Orbart und Abendrot, Sie beide könnten Recht haben.

Wenn ich meine Bilder irgendwo verstecke bis ich diese Welt verlasse, habe ich gerade folgendes Bild vor Augen: Meine Kinder und meine Frau entdecken in ihrer Trauer über meinen Tod die "Kunstwerke". Und dann... Ja und dann würde ihre Traurigkeit verwandelt in eine wunderbare Freude. Zumindest für einige Zeit würde die Traurigkeit über meinen Tod der Freude weichen. Und das könnte sich wiederholen, solange meine Bilder der Nachwelt erhalten blieben. Obwohl meine Bilder nirgends aushängen, bringen sie der Nachwelt eine Freude.

Wenn ich das einmal von der Seite betrachte, wären selbst meine Bilder ein "Schatz" und somit sehr wertvoll. Ja, und ich würde mich spätestens im Himmel als Künstler fühlen. Auch wenn sie sich über meine "Kunstwerke" vor lachen schütteln würden, selbst nach den Tod Menschen zum lachen zu bringen ist für mich gerade ein wunderbarer Gedanke.

Werde ernsthaft darüber nachdenken. Danke für den Hinweis!!
 
Orbart
04.02.2016
20:56 Uhr
     
Pardon,das fragliche Bild heißt natürlich :"Sympathische Kommunistin"  
Orbart
04.02.2016
20:50 Uhr
     
Abendrot,ich habe den Kippenberger-Frosch immer als Symbol für die vom Menschen gequälte, geschundene und ausgebeutete Kreatur interpretiert.
Der Frosch erinnerte mich auch an die Praxis im Medizinstudium,wonach Frösche bei lebendigem Leibe seziert wurden(ich weiß nicht zu sagen,ob dies heute noch so ist...)
Martin Kippenberger war ja schon an Provokationen interessiert,unvergessen seine überlebensgroße "Lächelnde Sozialistin"die er in Zeiten des Kalten Krieges malte.Ganz sicher gegen den Zeitgeist.
Was würde er heute malen?Vielleicht eine "Lächelnde Pegida-Demonstrantin"?
Er hätte sich das bestimmt getraut.
Solche Leute fehlen.

Freut mich JM,daß Sie mit meinem Beitrag etwas anfangen konnten.Ich stimme Abendrot zu,man sollte seine Arbeiten nicht in den Müll werfen.
Es kann doch nur darum gehen,seine eigenen Potetiale zu entdecken und zu entfalten,der Spur der eigenen Stärken und Kompetenzen zu folgen.
Und den Vergleich mit anderen zu unterlassen.Das ist eigentlich der einizige Fehler,den man machen kann.
Es gilt zu lernen,das zu mögen,was man selber kann und zu geben hat.
Das ist schwer genug.
 
Abendrot
04.02.2016
20:22 Uhr
     
Orbart, aufgrund Ihres Einwurfs habe ich zum ersten Mal wirklich über Kippenbergers Frosch nachgedacht. Er wäre ja anders, wenn er den Froschkönig meinte. Er holt ihnen die goldene Kugel aus dem Brunnen, und sie erkennen ihn nicht und werfen ihn an die Wand (kreuzigen ihn), und da steht er auf als der wahre König.
Es fällt mir immer schwer, Kunst gleich einen Raum zu geben, wenn sie mich zuerst anekelt.

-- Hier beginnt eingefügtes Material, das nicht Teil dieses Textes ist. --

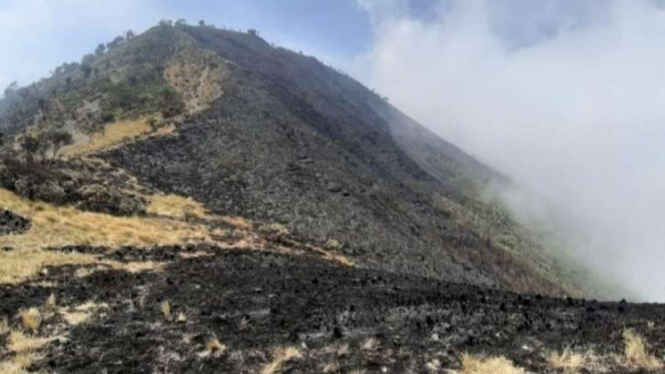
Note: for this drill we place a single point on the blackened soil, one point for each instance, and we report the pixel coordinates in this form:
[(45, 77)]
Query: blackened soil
[(11, 223), (256, 301)]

JM, ich würde die Bilder nicht wegwerfen. Es ist gut, wenn man malt. Ein Maler, zu dem meine kunstbeflissene Mutter mich schickte, als ich ca. zehn Jahre war, konstatierte, ich hätte kein Talent, und ich habe nie wieder gemalt, aber alle meine Kinder können das auf unterschiedliche Weise gut. Es ist doch wichtiger, dass man malt als wie man malt.

Liebe Kathrin, vielen Dank für die Vertiefung und das kleine zarte Gedicht und sonst ;-)
 
JM
04.02.2016
18:44 Uhr
     
Orbart, Sie haben mich gerade aufgebaut. Als ich Ihren Beitrag über die Kunst gelesen habe habe ich mich richtig gefreut.

Bisher habe ich mich immer im künstlerischen Bereich für vollkommen unbegabt gehalten. So wurde es mir in meiner Schulzeit vom Lehrpersonal, von meinen Kindern und auch meiner Frau immer wieder vorgehalten. Und Sie, Orbart, geben mir die Hoffnung, dass ich immer noch entdeckt werden könnte.
Wobei, in 30 Jahren wäre ich knapp 100 Jahre. Ich glaube eher dass mein Lehrer und meine Familie Recht haben. Also erkenne ich neidlos an, dass es wunderbare Künstler gibt, aber ich werde weiterhin nur ein Bewunderer dieser Meister sein. Damit kann ich aber leben.

Oder sollten meine Bilder doch etwas mit Kunst zu tun gehabt haben - zumindest für mich? Nein, meine Kunstwerke sind dort gelandet wo sie hingehören - in den Müll.
Die Werke der Künstler sind ebenfalls dort, wo sie hingehören - in Museen, Kirchen und sonstigen Ausstellungsräumen.

Für mich gilt also auch in Zukunft das Sprichwort: "Schuster, bleib bei deinen Leisten."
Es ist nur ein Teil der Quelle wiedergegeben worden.